Please note that if you have a new geometry for each state (adaptive/remeshing model) you have to override the
hasNewGeometryForEachState method and return true for the
geometry/geometries that are remeshed.
bool readGeometry(int /*stateId*/, size_t /*geometryIndex*/, cee::ug::DataGeometry* geometry, cee::ug::Error* /*error*/)
{
cee::PtrRef<cee::ug::DataPart> part = new cee::ug::DataPart(1);
cee::PtrRef<cee::ug::DataElements> elements = new cee::ug::DataElements(false, 0);
cee::PtrRef<cee::ug::DataNodes> nodes = new cee::ug::DataNodes(false);
part->setElements(elements.get());
part->setNodes(nodes.get());
nodes->resize(8);
nodes->setNode(0, cee::Vec3d(0,0,0));
nodes->setNode(1, cee::Vec3d(1,0,0));
nodes->setNode(2, cee::Vec3d(1,1,0));
nodes->setNode(3, cee::Vec3d(0,1,0));
nodes->setNode(4, cee::Vec3d(0,0,1));
nodes->setNode(5, cee::Vec3d(1,0,1));
nodes->setNode(6, cee::Vec3d(1,1,1));
nodes->setNode(7, cee::Vec3d(0,1,1));
std::vector<unsigned int> elementIndices;
for (unsigned int i = 0; i < 8; ++i) elementIndices.push_back(i);
elements->addElement(cee::ug::Element::HEXAHEDRONS, elementIndices);
geometry->addPart(part.get());
return true;
}
Next, we provide the scalar result. This method is called whenever the UnstructGridModel (during
updateVisualization()) needs a scalar result and it is not
present in the data source. This could be because the result is specified as fringes result in the
ModelSpec, specified to be mapped on a cutting plane or isosurface or specified to be
mapped on a particle trace. Only the results added to the directory in the
initializeDirectory() will be queried by this method.

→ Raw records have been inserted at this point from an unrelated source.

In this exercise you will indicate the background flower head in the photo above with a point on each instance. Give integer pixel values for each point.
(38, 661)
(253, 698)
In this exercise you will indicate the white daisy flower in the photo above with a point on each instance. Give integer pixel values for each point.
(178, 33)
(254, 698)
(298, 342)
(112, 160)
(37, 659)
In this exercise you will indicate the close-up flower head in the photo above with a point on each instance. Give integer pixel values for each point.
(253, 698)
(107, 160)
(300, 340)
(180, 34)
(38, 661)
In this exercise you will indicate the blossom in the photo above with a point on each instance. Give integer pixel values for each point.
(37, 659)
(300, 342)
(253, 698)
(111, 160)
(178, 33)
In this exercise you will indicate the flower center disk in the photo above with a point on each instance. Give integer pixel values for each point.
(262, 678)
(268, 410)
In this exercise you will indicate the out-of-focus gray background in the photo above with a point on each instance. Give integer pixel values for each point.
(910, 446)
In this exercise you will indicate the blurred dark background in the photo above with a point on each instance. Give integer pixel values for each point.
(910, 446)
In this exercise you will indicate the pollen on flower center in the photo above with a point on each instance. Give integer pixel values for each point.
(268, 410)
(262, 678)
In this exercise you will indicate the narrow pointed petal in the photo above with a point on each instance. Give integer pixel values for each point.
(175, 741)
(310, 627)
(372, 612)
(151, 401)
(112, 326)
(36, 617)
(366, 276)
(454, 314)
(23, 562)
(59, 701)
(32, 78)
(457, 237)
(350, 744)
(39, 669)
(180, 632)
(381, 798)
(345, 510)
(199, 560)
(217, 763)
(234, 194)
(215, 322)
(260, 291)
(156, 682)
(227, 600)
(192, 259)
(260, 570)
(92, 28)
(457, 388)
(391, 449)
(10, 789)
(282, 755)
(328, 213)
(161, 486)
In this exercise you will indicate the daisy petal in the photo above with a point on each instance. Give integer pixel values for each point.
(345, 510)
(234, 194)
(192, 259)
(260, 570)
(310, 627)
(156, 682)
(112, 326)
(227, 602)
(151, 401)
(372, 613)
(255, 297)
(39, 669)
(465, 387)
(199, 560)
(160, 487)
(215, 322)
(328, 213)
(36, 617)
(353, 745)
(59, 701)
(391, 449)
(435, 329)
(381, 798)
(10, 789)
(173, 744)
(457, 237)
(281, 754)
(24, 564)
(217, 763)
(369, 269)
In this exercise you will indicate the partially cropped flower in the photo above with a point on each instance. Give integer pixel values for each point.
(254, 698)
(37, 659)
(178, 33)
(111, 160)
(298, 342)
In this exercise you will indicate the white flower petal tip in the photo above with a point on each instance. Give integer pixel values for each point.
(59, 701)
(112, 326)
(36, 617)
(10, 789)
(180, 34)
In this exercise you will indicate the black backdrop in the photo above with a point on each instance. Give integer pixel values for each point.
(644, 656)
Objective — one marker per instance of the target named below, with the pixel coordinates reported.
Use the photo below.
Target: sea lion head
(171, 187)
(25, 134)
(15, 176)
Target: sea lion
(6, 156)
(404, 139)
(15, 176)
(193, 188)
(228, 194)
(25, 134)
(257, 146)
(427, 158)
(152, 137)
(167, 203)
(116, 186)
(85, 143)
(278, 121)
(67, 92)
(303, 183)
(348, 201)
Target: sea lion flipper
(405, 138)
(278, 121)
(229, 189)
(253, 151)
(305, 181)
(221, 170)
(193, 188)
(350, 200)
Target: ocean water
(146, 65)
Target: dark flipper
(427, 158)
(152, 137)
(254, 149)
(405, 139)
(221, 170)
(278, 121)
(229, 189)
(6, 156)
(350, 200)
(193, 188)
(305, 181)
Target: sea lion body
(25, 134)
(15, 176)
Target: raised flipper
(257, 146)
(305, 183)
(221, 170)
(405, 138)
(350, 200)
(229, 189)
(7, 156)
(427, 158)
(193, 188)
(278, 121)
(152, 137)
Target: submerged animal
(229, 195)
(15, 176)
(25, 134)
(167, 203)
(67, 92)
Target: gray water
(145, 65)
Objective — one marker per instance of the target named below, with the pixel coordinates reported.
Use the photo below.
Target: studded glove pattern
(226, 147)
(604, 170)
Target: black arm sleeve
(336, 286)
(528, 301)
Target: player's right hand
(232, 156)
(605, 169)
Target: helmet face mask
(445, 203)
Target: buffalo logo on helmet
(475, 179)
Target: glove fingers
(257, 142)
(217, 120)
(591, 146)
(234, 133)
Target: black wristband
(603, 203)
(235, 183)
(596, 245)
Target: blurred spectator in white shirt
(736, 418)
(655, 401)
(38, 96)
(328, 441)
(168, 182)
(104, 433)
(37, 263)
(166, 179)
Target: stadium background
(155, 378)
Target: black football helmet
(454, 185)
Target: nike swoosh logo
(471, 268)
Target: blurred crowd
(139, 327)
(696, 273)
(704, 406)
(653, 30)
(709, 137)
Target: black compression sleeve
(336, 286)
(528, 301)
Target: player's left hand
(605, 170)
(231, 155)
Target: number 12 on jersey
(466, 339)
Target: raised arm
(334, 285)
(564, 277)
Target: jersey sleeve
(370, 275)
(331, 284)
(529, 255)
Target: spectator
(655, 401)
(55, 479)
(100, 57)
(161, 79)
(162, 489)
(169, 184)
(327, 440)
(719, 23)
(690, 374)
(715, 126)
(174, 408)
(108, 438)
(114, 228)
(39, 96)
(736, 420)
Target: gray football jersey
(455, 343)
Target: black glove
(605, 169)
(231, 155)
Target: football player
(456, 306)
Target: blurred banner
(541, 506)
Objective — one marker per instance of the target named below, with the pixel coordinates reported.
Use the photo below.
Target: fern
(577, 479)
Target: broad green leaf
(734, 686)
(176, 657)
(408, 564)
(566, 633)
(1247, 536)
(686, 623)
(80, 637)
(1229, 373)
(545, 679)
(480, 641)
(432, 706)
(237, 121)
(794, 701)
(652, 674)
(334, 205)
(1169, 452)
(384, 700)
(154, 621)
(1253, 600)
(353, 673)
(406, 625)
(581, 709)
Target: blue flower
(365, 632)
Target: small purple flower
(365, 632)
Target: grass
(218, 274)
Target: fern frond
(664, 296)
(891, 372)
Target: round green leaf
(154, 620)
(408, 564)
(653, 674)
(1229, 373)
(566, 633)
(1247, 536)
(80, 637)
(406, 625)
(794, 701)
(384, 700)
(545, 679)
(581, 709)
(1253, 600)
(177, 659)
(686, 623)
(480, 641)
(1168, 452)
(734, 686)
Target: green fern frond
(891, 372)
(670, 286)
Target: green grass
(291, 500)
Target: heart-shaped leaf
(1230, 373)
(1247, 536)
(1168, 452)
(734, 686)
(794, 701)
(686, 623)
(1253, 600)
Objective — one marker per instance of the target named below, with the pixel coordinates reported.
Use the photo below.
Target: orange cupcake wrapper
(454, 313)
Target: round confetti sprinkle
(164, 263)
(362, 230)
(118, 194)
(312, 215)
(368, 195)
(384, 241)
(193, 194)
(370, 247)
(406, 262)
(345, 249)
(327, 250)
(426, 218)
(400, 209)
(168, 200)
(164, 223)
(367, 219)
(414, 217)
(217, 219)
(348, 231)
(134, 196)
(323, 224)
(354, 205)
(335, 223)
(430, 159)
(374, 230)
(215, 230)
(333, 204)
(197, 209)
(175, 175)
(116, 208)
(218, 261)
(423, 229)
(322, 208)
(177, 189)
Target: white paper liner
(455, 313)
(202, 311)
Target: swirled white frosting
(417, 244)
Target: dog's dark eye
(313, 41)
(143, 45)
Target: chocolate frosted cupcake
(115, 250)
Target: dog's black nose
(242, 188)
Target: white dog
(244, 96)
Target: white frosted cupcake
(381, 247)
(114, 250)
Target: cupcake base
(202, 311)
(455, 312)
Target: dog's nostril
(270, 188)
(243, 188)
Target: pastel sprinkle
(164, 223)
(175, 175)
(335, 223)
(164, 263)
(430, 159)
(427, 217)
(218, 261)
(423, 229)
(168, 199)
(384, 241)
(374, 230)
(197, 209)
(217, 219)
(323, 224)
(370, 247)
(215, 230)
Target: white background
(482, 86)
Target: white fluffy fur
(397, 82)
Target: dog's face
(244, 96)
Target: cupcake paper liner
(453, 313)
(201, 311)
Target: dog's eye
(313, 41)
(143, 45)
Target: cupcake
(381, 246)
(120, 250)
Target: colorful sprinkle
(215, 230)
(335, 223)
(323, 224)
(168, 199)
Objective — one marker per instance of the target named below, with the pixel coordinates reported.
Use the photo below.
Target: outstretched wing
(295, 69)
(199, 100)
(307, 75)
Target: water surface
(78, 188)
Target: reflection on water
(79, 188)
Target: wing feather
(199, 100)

bool readScalarResult(int /*stateId*/, size_t /*geometryIndex*/, int /*resultId*/, cee::ug::DataResultScalar* scalarResult, cee::ug::Error* /*error*/)
{
std::vector<double> values;
for (size_t i = 0; i < 8; ++i) values.push_back(static_cast<double>(i));
cee::PtrRef<cee::ug::DataPartScalar> part = new cee::ug::DataPartScalar;
part->setValues(values);
scalarResult->addPart(part.get());
return true;
}
Next, we provide the vector result. This works in the same way as for scalar results.
bool readVectorResult(int /*stateId*/, size_t /*geometryIndex*/, int /*resultId*/, cee::ug::DataResultVector* vectorResult, cee::ug::Error* /*error*/)
{
std::vector<cee::Vec3d> values;
for (size_t i = 0; i < 8; ++i) values.push_back(cee::Vec3d(0.2*static_cast<double>(i), 0, 0));
cee::PtrRef<cee::ug::DataPartVector> part = new cee::ug::DataPartVector;
part->setValues(values);
vectorResult->addPart(part.get());
return true;
}
Next, we provide a displacement result. Please note that the displacement results needs to contain new absolute node coordinates, not just the displaced value.
bool readDisplacementResult(int /*stateId*/, size_t /*geometryIndex*/, int /*resultId*/, cee::ug::DataResultDisplacement* displacementResult, cee::ug::Error* /*error*/)
{
std::vector<cee::Vec3d> values;
values.push_back(cee::Vec3d(0,0,0));
values.push_back(cee::Vec3d(1.1,0,0));
values.push_back(cee::Vec3d(1,1.2,0));
values.push_back(cee::Vec3d(0,1,0));
values.push_back(cee::Vec3d(0,0,1));
values.push_back(cee::Vec3d(1,0,1));
values.push_back(cee::Vec3d(1,1.1,1));
values.push_back(cee::Vec3d(0,1.2,1));
cee::PtrRef<cee::ug::DataPartDisplacement> part = new cee::ug::DataPartDisplacement;
part->setValues(values);
displacementResult->addPart(part.get());
return true;
}
Finally, we provide a transformation result. This is a rigid body transformation per part.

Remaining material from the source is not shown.